We thought it would be a good idea to sign up for a house sit close to London. London is expensive and so, we’d be able to visit London without having to pay for accommodation. That’s what we figured but …
what we didn’t take into account was:
- What seems to be close to London still takes almost an hour by train
- A single day trip in-out London costs about 24 £ per person if you can’t visit on subsequent days and find special deals.
But – that was not our main problem!
We arrived at our house sit and left Vlou, our traveling Beagle, in the car as we always do. Because he travels with us we arranged also with these home owners in advance, that we walk the dogs first on ‘neutral’ territory when we arrive so that the dogs get to know each other without getting protective about their home.
There were actually two dogs we would care for during our house sit. A little Pincher and a Rhodesian Ridge back – Boxer mix called Sheba and Roxy. The latter turned out to be so aggressive towards any other dogs that she immediately wanted to attack Vlou as soon as she saw him no matter if on neutral territory or not or if on a leash or not. Even the smell of Vlou drove her crazy and she would run around and bark during our check-in.
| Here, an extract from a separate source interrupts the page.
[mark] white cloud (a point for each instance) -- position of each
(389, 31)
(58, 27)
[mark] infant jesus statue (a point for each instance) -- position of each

After a good nights sleep which Vlou had to spend in the car outside, we went for a walk in the nearby park. Vlou considers luckily our car as his home anyway. The owner took Roxy on a lead and walked in front of Vlou and me with a minimum of 50 meters distance. Despite the space and even though she’d never even got close to Vlou to meet, she tried to get off to attack him viciously.
But it was not only Vlou she tried to attack – it was any dog which came into sight!
We didn’t want to worry the house owners but we didn’t feel good about this house sit at all. There was so limited space in the townhouse that we’d be struggling to separate the dogs safely. Sheba was able to open the sliding doors anyway.
We tried to keep our spirits up till the family left their home cautiously confident to be able to make a plan afterwards somehow.
Vlou had to stay upstairs in the bedroom when we were at home and Roxy had to stay downstairs in the living room-kitchen area. We blocked the sliding door downstairs so that little Sheba wasn’t able to open it anymore and we built up a temporary wall with luggage on top of the stairs as backup. That was our luck as giant Roxy managed somehow to get through the sliding door anyway on the second day. What a shocker!
A professional dog trainer was supposed to walk Roxy twice in the week during our stay but she came only once unfortunately.
We felt so bad for Roxy as we didn’t have to walk her because of her aggression on one side but on the other side we didn’t want to take the responsibility either. If she would have been able to escape, a disaster would have happened. She tended even to show aggression to people passing the house. Roxy was a young, well built dog full of energy which she couldn’t get rid of in the tiny town garden.
The thought she might find a way out of the flimsy fenced garden, didn’t make us feel comfortable.
As the day went on we got to love that huge clingy dog anyway, hoping for her that the owners find a solution for this unpleasant dangerous behaviour.
It was for sure one of our yet most difficult dog sits we’d experienced. Very relieved for all of us when we could hand over the house back to the owners without any major discomforts but the daily mop up of accidents of old Sheba which wasn’t able to control her bladder anymore.
We learned a lot during this house sit and certainly adjusted our questions for the home owner before admitting to a house sit with animals. In general we got the knack of:
Dog Sitting and City Sightseeing don’t work well in combination if you are not in the City Center to just stumble out of your door for some major attractions.
Our time span to enjoy the city center was too limited to be able to enjoy the visit.